When Mrs Lawson and her siblings were taken away, Peggy’s father took his children into the bush to hide from “the welfare” and live off the land. She has been able to teach Mrs Lawson and other members of her family some of the culture and lingo which would otherwise be lost.

Both say an unknown number of their forebears were killed in the Rufus River massacre of 1841, some 60 kilometres to the west near Lake Victoria, when local Indigenous people and “overlanders” moving sheep and cattle clashed. Up to 60 Aboriginal people from lower Darling are thought to have been killed.

Mrs Lawson would like to take this visitor to Lake Victoria, but she fears we could not get past the gates, because access to this water source of such importance to South Australia is heavily regulated. Besides, it is a graveyard where her ancestors lie. A smoking ceremony would be needed before visiting, Phillip Lawson says.

In the late 1990s, as a member of a consultative committee on Lake Victoria’s future, Mrs Lawson and other Aboriginal people with ties to the area fought the artificial inundation of a landscape where thousands of her ancestors once lived settled lives, and where there were believed to be up to 16,000 graves.
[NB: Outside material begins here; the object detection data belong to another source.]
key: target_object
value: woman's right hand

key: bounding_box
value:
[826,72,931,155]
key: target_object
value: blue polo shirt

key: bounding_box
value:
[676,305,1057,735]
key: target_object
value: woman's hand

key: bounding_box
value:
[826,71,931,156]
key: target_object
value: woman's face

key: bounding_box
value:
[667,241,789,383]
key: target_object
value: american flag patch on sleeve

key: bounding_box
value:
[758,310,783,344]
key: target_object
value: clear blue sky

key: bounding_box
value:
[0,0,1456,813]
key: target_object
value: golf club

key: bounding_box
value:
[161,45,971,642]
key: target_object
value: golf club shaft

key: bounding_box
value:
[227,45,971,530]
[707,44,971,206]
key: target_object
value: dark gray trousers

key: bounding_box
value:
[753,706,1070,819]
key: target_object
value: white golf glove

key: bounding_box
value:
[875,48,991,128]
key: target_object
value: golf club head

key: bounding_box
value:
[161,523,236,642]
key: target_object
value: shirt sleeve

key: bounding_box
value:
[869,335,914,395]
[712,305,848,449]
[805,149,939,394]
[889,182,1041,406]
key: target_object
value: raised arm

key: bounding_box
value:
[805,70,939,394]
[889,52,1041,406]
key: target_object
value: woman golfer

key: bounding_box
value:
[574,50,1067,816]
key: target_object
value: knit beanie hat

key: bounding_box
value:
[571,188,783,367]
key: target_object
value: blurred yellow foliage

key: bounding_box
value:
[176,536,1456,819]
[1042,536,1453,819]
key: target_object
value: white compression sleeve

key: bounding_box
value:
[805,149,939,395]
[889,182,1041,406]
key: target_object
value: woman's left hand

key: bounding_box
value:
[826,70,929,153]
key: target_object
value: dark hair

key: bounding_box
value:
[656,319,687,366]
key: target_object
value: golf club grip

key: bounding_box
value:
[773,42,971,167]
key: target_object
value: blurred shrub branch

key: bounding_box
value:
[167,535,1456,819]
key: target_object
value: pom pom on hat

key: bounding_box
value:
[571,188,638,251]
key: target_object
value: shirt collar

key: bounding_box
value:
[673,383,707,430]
Another group was in favour. Her group lost.

Mrs Lawson and Peggy worry that the flooding is, literally, a watery cover-up of the massacre of her ancestors. They imagine Adelaide citizens drinking water laced with bone-dust.

There is pollen in the air and Mrs Lawson finds it hard to breathe. But she also says it is hard for her to remember these things, because of the heartache.
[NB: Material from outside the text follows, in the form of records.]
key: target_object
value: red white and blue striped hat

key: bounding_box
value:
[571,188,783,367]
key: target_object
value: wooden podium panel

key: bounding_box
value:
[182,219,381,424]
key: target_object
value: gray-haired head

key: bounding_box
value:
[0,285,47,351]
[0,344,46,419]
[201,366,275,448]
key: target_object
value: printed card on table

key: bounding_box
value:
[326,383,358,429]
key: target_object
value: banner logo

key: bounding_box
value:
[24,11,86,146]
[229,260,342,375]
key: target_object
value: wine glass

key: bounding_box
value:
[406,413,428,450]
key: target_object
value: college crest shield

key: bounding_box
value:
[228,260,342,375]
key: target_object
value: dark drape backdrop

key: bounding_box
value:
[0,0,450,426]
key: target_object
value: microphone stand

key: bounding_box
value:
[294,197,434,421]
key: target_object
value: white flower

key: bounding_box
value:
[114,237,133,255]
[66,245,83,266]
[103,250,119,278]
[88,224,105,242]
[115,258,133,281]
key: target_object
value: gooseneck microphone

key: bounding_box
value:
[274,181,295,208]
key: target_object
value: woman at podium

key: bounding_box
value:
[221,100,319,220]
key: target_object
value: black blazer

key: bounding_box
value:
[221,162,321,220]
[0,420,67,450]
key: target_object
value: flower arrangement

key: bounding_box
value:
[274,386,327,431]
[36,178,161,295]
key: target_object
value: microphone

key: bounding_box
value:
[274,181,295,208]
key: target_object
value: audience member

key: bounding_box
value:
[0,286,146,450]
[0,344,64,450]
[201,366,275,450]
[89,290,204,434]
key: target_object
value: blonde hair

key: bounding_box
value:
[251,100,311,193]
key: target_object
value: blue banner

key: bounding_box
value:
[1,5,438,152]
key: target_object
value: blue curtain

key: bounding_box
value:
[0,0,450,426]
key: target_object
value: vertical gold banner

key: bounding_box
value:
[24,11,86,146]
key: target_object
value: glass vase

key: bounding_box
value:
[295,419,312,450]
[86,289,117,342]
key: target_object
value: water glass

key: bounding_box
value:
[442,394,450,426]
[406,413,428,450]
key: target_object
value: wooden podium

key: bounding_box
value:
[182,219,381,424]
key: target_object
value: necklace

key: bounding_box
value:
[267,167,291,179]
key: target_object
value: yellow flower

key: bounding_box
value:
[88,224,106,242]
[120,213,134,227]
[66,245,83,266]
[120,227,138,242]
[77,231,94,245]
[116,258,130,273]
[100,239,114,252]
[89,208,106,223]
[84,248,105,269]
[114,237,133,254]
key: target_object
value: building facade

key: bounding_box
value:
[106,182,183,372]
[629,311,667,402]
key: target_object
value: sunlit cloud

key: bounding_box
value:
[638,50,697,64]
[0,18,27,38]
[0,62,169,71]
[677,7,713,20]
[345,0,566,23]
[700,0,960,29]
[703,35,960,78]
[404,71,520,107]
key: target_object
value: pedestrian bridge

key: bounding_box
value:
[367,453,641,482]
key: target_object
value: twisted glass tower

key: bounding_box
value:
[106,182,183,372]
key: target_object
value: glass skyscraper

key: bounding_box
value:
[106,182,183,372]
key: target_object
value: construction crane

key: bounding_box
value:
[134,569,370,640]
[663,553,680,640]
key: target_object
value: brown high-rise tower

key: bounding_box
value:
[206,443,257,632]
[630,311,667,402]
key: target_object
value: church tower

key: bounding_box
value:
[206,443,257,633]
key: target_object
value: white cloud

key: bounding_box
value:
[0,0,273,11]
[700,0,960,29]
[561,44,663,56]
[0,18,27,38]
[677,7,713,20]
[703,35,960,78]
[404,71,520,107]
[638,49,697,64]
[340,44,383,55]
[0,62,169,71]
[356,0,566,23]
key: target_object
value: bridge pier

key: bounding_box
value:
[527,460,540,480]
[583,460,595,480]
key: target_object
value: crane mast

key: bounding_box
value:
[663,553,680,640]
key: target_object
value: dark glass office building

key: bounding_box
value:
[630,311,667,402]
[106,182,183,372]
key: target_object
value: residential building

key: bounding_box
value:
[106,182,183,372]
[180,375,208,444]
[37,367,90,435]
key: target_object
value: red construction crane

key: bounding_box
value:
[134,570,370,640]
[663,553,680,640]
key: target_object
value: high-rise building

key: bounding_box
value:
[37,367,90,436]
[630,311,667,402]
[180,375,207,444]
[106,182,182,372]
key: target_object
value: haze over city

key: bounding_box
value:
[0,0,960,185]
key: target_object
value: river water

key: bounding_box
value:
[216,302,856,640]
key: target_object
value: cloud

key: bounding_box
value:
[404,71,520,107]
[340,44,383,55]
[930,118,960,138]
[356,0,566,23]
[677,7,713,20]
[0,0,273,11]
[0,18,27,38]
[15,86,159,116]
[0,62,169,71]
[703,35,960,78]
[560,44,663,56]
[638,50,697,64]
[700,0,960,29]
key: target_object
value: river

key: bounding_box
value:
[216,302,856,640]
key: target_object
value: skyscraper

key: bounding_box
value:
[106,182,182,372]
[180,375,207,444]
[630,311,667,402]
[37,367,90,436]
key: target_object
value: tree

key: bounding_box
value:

She does not talk about the way her seven children were taken from her. Phillip, who was in nappies when he was “removed” and grew up in a Ballarat orphanage does, though.

“[It was the] welfare mentality of the day, just stealing, taking kids. Mum was deemed to be unsuitable to look after children. That was the excuse the Aboriginal industry used that day, the system anyway,” he says.
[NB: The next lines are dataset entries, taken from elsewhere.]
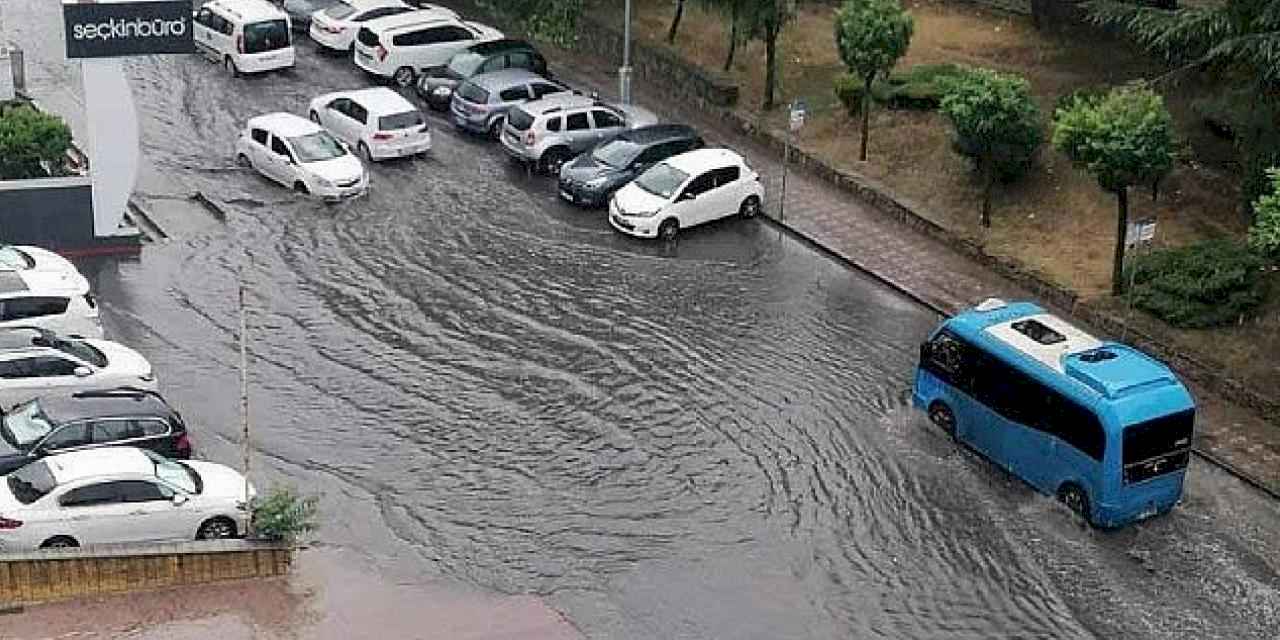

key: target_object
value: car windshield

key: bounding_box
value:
[591,140,641,169]
[142,449,205,494]
[449,51,484,78]
[289,131,347,163]
[9,461,58,504]
[0,401,54,449]
[378,111,426,131]
[0,247,36,271]
[244,20,289,54]
[636,163,689,198]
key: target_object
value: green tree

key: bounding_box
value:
[836,0,915,161]
[1053,86,1175,296]
[1249,168,1280,261]
[941,69,1044,227]
[0,102,72,180]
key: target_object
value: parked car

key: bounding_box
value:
[307,0,413,52]
[0,328,156,407]
[353,9,502,87]
[0,387,191,475]
[449,69,571,140]
[0,447,257,553]
[308,87,431,163]
[559,124,705,206]
[609,148,764,239]
[236,113,369,202]
[500,93,658,175]
[416,38,547,111]
[192,0,296,76]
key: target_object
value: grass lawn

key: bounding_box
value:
[591,0,1280,385]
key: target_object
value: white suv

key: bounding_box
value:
[0,447,257,553]
[192,0,294,76]
[236,113,369,202]
[355,9,503,87]
[609,148,764,239]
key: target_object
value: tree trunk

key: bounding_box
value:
[667,0,685,45]
[1111,186,1129,296]
[764,26,780,111]
[858,76,876,163]
[980,157,996,229]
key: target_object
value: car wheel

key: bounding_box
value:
[658,218,680,242]
[929,402,956,438]
[40,535,79,549]
[392,67,415,88]
[541,147,568,175]
[196,518,236,540]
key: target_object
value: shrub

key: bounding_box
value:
[1125,239,1266,329]
[253,486,317,543]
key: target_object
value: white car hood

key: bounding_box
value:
[613,182,667,215]
[302,154,365,183]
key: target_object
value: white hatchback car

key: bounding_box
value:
[307,0,413,52]
[0,447,257,553]
[236,113,369,202]
[0,328,159,407]
[308,87,431,163]
[609,148,764,239]
[353,9,503,87]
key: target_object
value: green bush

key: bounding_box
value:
[253,486,317,543]
[1125,239,1266,329]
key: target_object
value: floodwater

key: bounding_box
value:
[9,0,1280,639]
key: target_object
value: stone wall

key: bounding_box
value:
[0,540,293,604]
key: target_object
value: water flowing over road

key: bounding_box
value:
[10,3,1280,639]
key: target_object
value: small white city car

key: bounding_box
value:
[307,0,413,52]
[0,328,159,407]
[192,0,296,76]
[236,113,369,202]
[609,148,764,239]
[310,87,431,163]
[0,447,257,553]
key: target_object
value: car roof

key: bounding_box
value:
[614,124,698,145]
[248,111,321,138]
[27,389,175,425]
[44,447,155,485]
[663,148,746,174]
[204,0,285,22]
[332,87,417,115]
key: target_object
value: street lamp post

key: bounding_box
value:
[618,0,631,105]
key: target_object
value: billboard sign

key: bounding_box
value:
[63,0,196,59]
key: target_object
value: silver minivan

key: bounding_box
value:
[449,69,570,140]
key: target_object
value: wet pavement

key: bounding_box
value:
[0,0,1280,639]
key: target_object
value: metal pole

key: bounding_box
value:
[618,0,631,105]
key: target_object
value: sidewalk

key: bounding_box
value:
[549,38,1280,494]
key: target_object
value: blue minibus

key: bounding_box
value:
[913,298,1196,529]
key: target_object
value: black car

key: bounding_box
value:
[0,388,191,475]
[559,124,705,206]
[417,38,547,111]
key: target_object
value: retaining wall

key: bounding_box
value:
[0,540,293,604]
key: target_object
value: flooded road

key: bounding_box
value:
[9,0,1280,639]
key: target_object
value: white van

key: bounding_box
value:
[195,0,294,76]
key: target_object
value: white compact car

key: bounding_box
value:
[0,328,159,407]
[236,113,369,202]
[609,148,764,239]
[307,0,415,52]
[0,447,257,553]
[355,9,503,87]
[192,0,296,76]
[310,87,431,163]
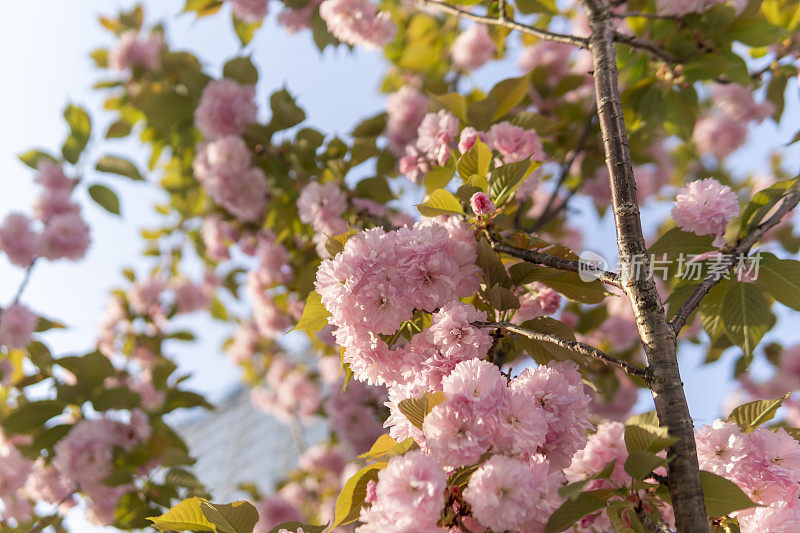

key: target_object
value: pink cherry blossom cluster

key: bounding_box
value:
[0,159,90,268]
[53,410,151,524]
[386,85,428,156]
[108,30,164,71]
[194,79,258,139]
[250,353,322,423]
[319,0,397,50]
[316,215,488,384]
[672,178,739,247]
[695,420,800,533]
[229,0,269,24]
[192,135,267,222]
[450,24,497,71]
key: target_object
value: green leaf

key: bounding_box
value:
[269,521,328,533]
[147,498,214,531]
[544,492,606,533]
[753,253,800,311]
[728,394,789,433]
[269,89,306,131]
[416,189,464,217]
[89,183,119,215]
[489,161,541,206]
[292,291,331,335]
[625,425,678,453]
[331,462,386,529]
[725,17,789,46]
[94,155,144,181]
[625,450,667,479]
[484,287,519,311]
[700,470,756,518]
[2,400,65,435]
[222,57,258,85]
[233,16,261,46]
[61,104,92,165]
[456,140,492,180]
[477,236,511,288]
[739,178,797,233]
[200,501,258,533]
[359,434,416,461]
[721,281,775,359]
[397,392,444,429]
[17,150,57,168]
[431,93,467,122]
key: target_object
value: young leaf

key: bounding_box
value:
[94,155,144,181]
[728,394,789,433]
[147,498,214,531]
[200,501,258,533]
[700,470,756,518]
[331,462,387,529]
[292,291,331,335]
[417,189,464,217]
[89,183,119,215]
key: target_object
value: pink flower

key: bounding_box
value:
[469,192,497,216]
[36,213,91,261]
[33,159,75,192]
[386,85,428,155]
[450,24,497,70]
[510,361,592,468]
[194,79,258,139]
[0,213,37,268]
[672,178,739,246]
[517,41,572,82]
[486,122,547,163]
[0,303,39,350]
[711,83,775,122]
[108,30,164,71]
[429,300,492,359]
[319,0,397,50]
[358,451,447,533]
[172,278,211,313]
[464,455,549,531]
[692,115,747,159]
[230,0,269,23]
[442,359,508,412]
[297,181,347,230]
[458,126,478,154]
[33,189,81,224]
[192,135,267,221]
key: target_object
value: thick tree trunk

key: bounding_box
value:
[581,0,709,533]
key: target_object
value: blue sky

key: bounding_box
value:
[0,0,800,531]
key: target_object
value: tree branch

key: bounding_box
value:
[415,0,588,48]
[579,0,708,533]
[669,192,800,335]
[472,322,647,380]
[491,239,622,288]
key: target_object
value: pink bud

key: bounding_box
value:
[469,192,496,215]
[458,126,478,154]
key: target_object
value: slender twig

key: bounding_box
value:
[614,31,681,63]
[472,322,647,379]
[415,0,588,48]
[669,192,800,334]
[492,240,622,288]
[532,108,596,231]
[12,259,36,304]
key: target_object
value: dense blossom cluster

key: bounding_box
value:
[672,178,739,247]
[319,0,397,49]
[696,420,800,533]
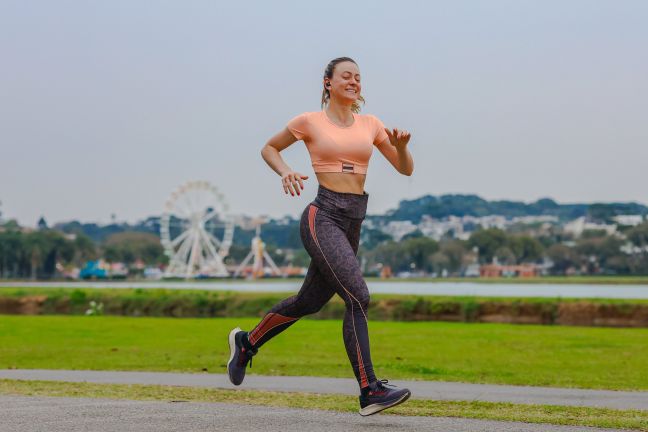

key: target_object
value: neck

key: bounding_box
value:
[326,99,353,125]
It was difficult for her to care for the children in tin sheds and she suffered mental distress “due to the past factors in her childhood. The trauma suffered at the hands of the so-called people who were looking after her,” Phillip says.

His older sister Marie, who was eight or nine years old – about the same age as Dorothy Lawson was when she was taken with her siblings – acted as a surrogate mother to her younger siblings, just as her mother had done before her.

“We were always pretty tight,” he says. Sometimes during visits Mrs Lawson missed her three boys because on school holidays they would be billeted to a Geelong foster family. She would leave them treats.

“So I remember Mum would get three cans of Coke, three packets of chips and three chocolate bars… There was that, that kept my knowledge of my mother, too,” Phillip says.

He had no doubt of his cultural identity and when he was about 18, he went home.

Mrs Lawson would love to get her land back, but that is impossible because the NSW Government acquired in 1922 it through compulsory acquisition, to ensure water supply via Lake Victoria. She can only seek compensation. Her representatives are yet to decide the amount.

She has been advised that because of the legal nature of this land claim, she will need to provide far less onerous evidence than she would in a native title claim. If she wins and sets a precedent, this is likely to fill other Indigenous people with hope.

“It won’t matter if I lose. I’ll appeal it straight away. I’m doing this for my children to have something. They’ll carry it on for me. I’ll keep going until the last breath in my body,” Mrs Lawson says.

She sighs. “If I’ll see justice out of it, I don’t know.”